Of Purple Loosestrife, Chihuly, and Desert Journeys

Purple loosestrife is beautiful at this time of year. Masses of intense purple fill wetlands. But the stunning flowers are an aggressively invasive weed, taking over sensitive wetlands and pushing out native plants. They are weeds.

Just what is a weed? A plant in the wrong place. Milkweed is a wonderful native plant that provides food for butterflies and their caterpillars. But this precious plant can become a difficult intruder in a farmer’s field or a homeowner’s garden.

 My friend Rabbi Danny Price once spoke of having an “encounter with the Infinite” – he was weeding his yard.

 Weeds. Things that are in the wrong place. Which can sometimes include our anger, our pain, our fear. These feelings are not “wrong.” But they can be in the wrong place. We can overdo it and be angry or afraid when the facts are telling us that our anger or our fear is irrational. In these situations, our feelings are “weeds” that we had best uproot. Like my friend’s work in his yard, this is an infinite and never-ending process of being human. As long as we are alive, we need to continue to engage in weeding

 How do we pull up our unwanted “weeds.” One way is by allowing that which is meaningful, sacred, or holy to touch us, and then by transforming it into something personal, something our own, something that will give us new strength and courage and security.

 I saw one version of this recently when I went to an exhibit of the work of the glassblower, Dale Chihuly. One room of the exhibit was filled with Native American baskets side-by-side with his interpretations in glass. The baskets, from another time and another culture, had touched Chihuly. He had taken his emotional and spiritual response to those baskets and made something new – beautiful glass containers.

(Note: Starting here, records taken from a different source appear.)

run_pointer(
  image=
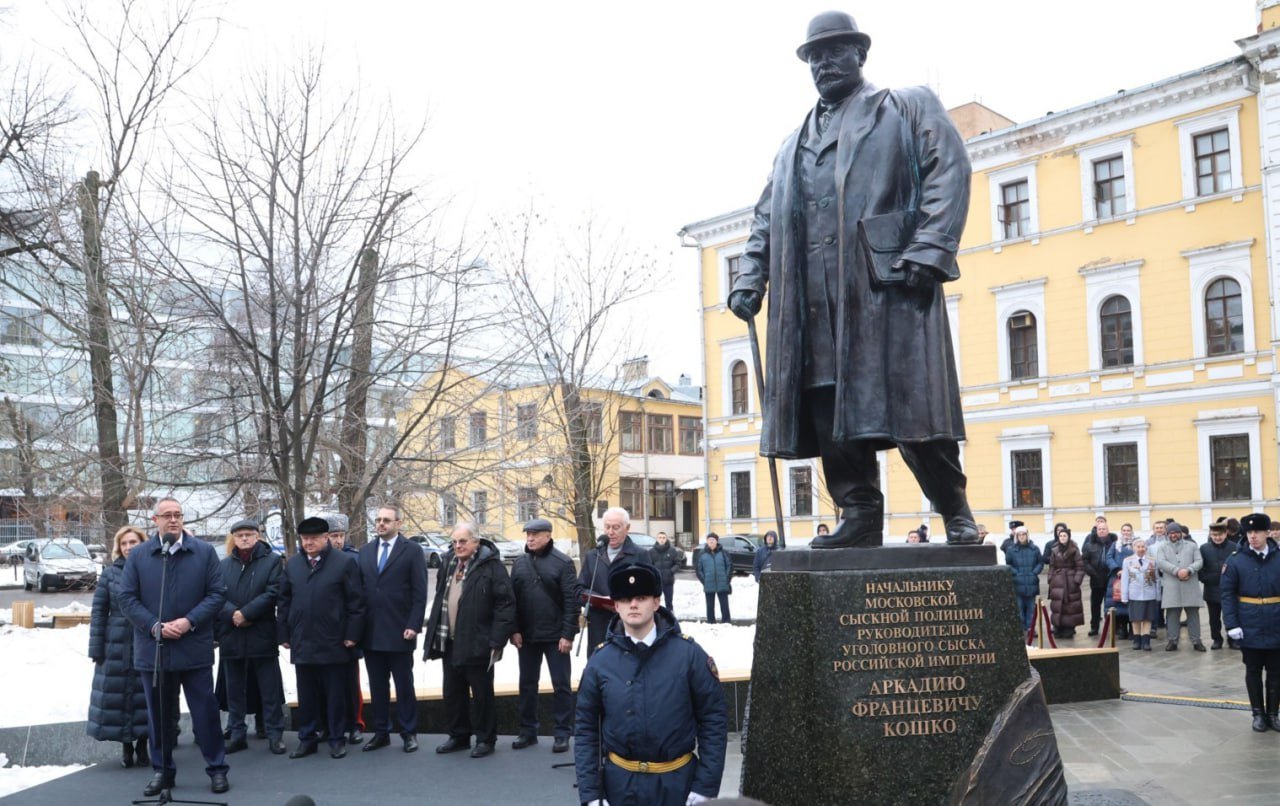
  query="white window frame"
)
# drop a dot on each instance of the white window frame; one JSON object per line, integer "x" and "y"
{"x": 1112, "y": 433}
{"x": 1101, "y": 283}
{"x": 1187, "y": 132}
{"x": 731, "y": 352}
{"x": 1088, "y": 155}
{"x": 737, "y": 467}
{"x": 814, "y": 481}
{"x": 1031, "y": 438}
{"x": 722, "y": 270}
{"x": 1008, "y": 175}
{"x": 1224, "y": 422}
{"x": 1229, "y": 260}
{"x": 1025, "y": 296}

 This week’s Torah portion, Masai, records the journeys and encampments of the Israelites during their entire time in the desert. It can sound like a boring list, but it is in essence a summary, as they near the end of their time in the wilderness, of their journey, of their transformation from a group of slaves to a group of people ready to take on responsibility for themselves as a people and a nation.

 

We, too, can make transformations. We can pull out our weeds and let our native, true, self shine forward. We can make something beautiful and our own from the things that touch us in our environment. We can journey from slavery to freedom and responsibility. It is a journey we can make each and every day of our lives.